Aakar Patel | Transparency in Modi era? CAG's working shows it remains opaque
The CAG is the supreme audit institution of India and is expected to promote financial accountability and transparency in the affairs of the audited entities”, the Comptroller and Auditor-General of India said in its 2019-20 performance report.
But Prime Minister Narendra Modi’s stranglehold on institutions has showed in the decay at the government’s internal watchdog: the CAG has stopped functioning effectively. The total number of CAG reports relating to Union government ministries and departments came down from 55 in 2015 to 14 in 2020, a fall of 75 per cent. The fall was sequential: going from 55 to 42, 45, 23, 21 and 14.
Defence audit reports went from seven in 2017 to zero in 2020. This was the same body that had done much to undo the Manmohan Singh government’s reputation through its several strong reports, including on the 2G auction, coal block auction and the Commonwealth Games.
So, what has been happening on this front in recent times? Where people inside it attempt to make it function independently, they are punished. A few weeks ago, in the Monsoon Session of Parliament, 12 CAG reports were presented to the people’s representatives. Days later, CAG officers who were responsible for the audits that revealed corruption were transferred.
One of those transferred was Dattaprasad Suryakant Shirsat, who was in charge of the performance audit of the Ayushman Bharat-Pradhan Mantri Jan Arogya Yojana. He had audited 964 hospitals in 161 districts of all 28 states, and found that in 2.25 lakh cases, the date of the “surgery” was shown to be later than the date of discharge. More than 1.79 lakh such cases were found in Maharashtra, for which the claimed amount was over '300 crore. A web portal, which broke this story, reported that lakhs of claims continued to be made for people who were deceased. The audit also found 1.57 lakh instances of duplicated beneficiaries.
Atoorva Sinha, who had audited highway projects, was transferred after his report found overrun costs in the Dwarka Expressway project. The report said a change to elevate a portion of the pushed-up costs to '250 crore per kilometre as against the cost of '18 crore was approved by the Cabinet Committee on Economic Affairs.
The Opposition tries to raise these issues, but is not able to get the government to accept any wrongdoing, much less to take action. The media, as we know, has no interest in holding the government to account. It is the Opposition and civil society who are the primary targets of their coverage.

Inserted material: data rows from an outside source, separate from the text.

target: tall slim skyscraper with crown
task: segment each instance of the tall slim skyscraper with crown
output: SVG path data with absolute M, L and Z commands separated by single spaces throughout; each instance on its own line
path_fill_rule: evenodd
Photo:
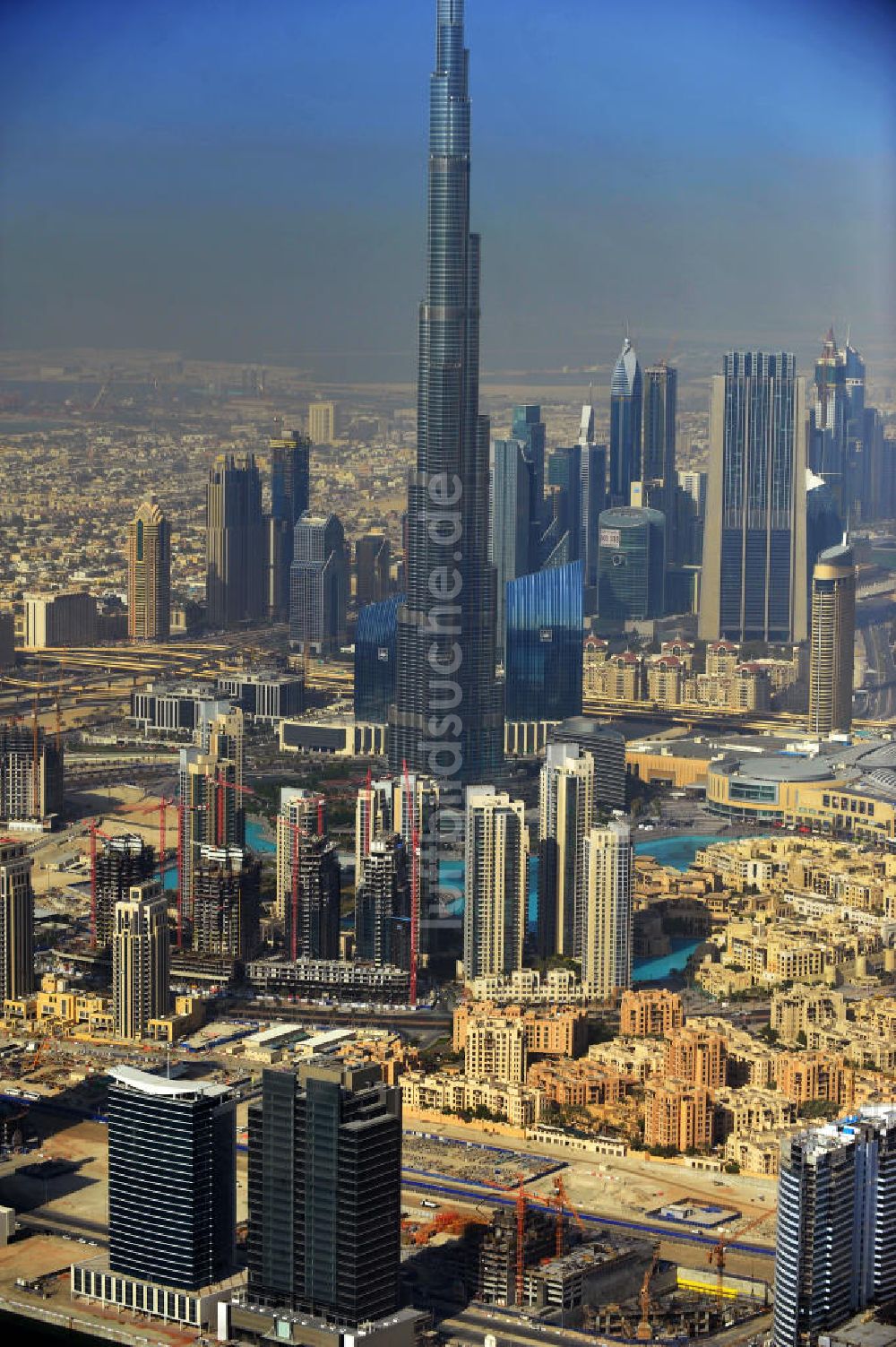
M 458 785 L 494 779 L 504 735 L 488 563 L 489 423 L 478 415 L 480 238 L 470 233 L 468 73 L 463 0 L 437 0 L 418 450 L 389 760 L 393 772 L 407 762 Z

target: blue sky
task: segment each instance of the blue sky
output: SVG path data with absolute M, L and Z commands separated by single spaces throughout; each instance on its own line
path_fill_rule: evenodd
M 0 341 L 407 379 L 431 0 L 7 0 Z M 893 339 L 896 20 L 468 0 L 484 364 Z M 649 356 L 649 350 L 648 350 Z

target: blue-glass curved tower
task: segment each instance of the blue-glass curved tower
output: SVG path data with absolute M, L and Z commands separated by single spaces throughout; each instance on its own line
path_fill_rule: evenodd
M 463 0 L 437 0 L 418 449 L 389 762 L 393 772 L 407 762 L 458 785 L 494 779 L 504 735 L 488 563 L 489 424 L 478 415 L 480 238 L 470 233 L 468 73 Z

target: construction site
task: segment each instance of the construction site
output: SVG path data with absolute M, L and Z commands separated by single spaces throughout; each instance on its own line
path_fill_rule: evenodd
M 593 1343 L 683 1344 L 738 1327 L 748 1342 L 757 1331 L 769 1286 L 726 1273 L 725 1237 L 703 1268 L 682 1266 L 658 1242 L 586 1224 L 562 1173 L 551 1185 L 546 1202 L 532 1200 L 520 1175 L 512 1207 L 406 1210 L 403 1278 L 433 1305 L 443 1342 L 488 1340 L 477 1334 L 496 1311 L 508 1342 L 534 1327 Z

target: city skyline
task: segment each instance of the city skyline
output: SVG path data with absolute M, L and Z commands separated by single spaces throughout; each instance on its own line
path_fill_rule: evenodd
M 109 26 L 92 3 L 74 32 L 57 15 L 47 43 L 50 8 L 5 18 L 3 345 L 182 346 L 288 356 L 322 377 L 410 377 L 427 7 L 290 13 L 268 0 L 236 42 L 226 9 L 209 24 L 202 4 L 166 4 L 147 28 L 140 15 Z M 804 333 L 808 353 L 831 319 L 892 349 L 884 5 L 861 4 L 846 26 L 802 0 L 755 8 L 749 26 L 715 9 L 710 23 L 703 3 L 656 5 L 647 54 L 612 12 L 558 3 L 509 16 L 499 0 L 468 16 L 486 368 L 602 365 L 627 319 L 655 356 L 675 339 L 763 346 L 772 331 L 800 354 Z M 348 43 L 335 34 L 346 22 Z M 338 94 L 314 55 L 337 44 Z M 387 58 L 389 98 L 373 98 Z M 538 79 L 524 109 L 505 96 L 508 66 Z M 823 97 L 839 110 L 819 148 Z M 523 163 L 538 189 L 525 221 L 509 205 Z M 831 171 L 837 190 L 808 230 L 804 202 Z

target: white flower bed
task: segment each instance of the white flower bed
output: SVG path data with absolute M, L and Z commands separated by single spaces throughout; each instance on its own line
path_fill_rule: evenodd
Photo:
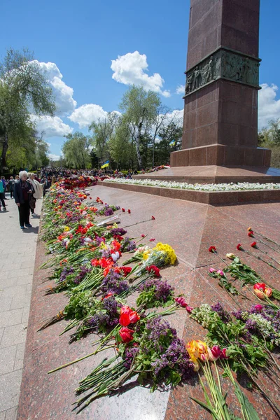
M 280 190 L 280 183 L 251 183 L 248 182 L 238 182 L 234 183 L 220 184 L 189 184 L 186 182 L 168 182 L 167 181 L 157 181 L 152 179 L 123 179 L 112 178 L 104 179 L 103 182 L 113 182 L 115 183 L 132 184 L 134 186 L 146 186 L 150 187 L 163 187 L 164 188 L 177 188 L 178 190 L 191 190 L 197 191 L 240 191 L 250 190 Z

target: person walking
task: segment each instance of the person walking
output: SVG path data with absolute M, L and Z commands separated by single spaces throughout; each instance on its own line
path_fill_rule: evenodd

Readers might be interested to know how the CAG was subverted from within.
The CAG is Girish Murmu, a Gujarat cadre officer who is so loyal to Mr Modi that, in the past, he has been caught on tape intimidating senior officials from testifying against his boss.
Former DGP of Gujarat R.B. Sreekumar, who headed the State Intelligence Bureau from April 9, 2002 to September 17, 2002, in an affidavit to the Nanavati Commission probing the Godhra riots, said that Mr Murmu “tutored, intimidated, forced and pressured” him to depose in favour of Mr Modi. Mr Murmu was then the principal secretary to Mr Modi, who was the chief minister of Gujarat.
Mr Sreekumar named another bureaucrat who was also present at the meeting and said he was told not to give his deposition in such a way that “more names would be opened up, leading to their summoning for cross-examination… I was also threatened that if I gave a statement contrary to the government's interests, I will be declared a hostile witness and dealt with suitably later. I told them that I would depose before the commission as per the statutory requirements and will not suppress the truth, because that would be an act of perjury”.
Mr Murmu had been “authorised and entrusted with the task of tutoring and briefing government officials deposing before the Nanavati Commission by the highest authorities of the government and home department”, and that “such a posture by Shri Murmu is possible only if he has the specific support and clearance from the higher authorities in the government: the hon’ble home minister/the hon'ble chief minister”.
Mr Modi made him the governor of Jammu and Kashmir and then the CAG. The government’s website, pmindia.gov.in, has a section on transparency which reads: “Prime Minister Narendra Modi firmly believes that transparency and accountability are the two cornerstones of any pro-people government… Transparency and accountability not only connect the people closer to the government but also make them equal and integral part of the decision-making process”.
It is hard to reconcile these words with the actual actions of Mr Modi and his government on vital issues where opacity was preferred and promoted. This entire section, headlined “Quest for transparency” on the PM's site, has only 184 words and reads as if they were strung together by someone with little intellectual capacity: “Rules and policies were not framed in AC chambers but among the people”, it says. “Draft policies were put online for people to give their feedback and suggestions” — is apparently an instance of transparency.
It states that Mr Modi’s “strong resolve to transparency backed by the manner in which he put this commitment to practice indicates an era of open, transparent and people-centric government for the people of India”. No, it doesn’t. The Narendra Modi years have been as opaque, and in many ways even more so, as those of any government before him.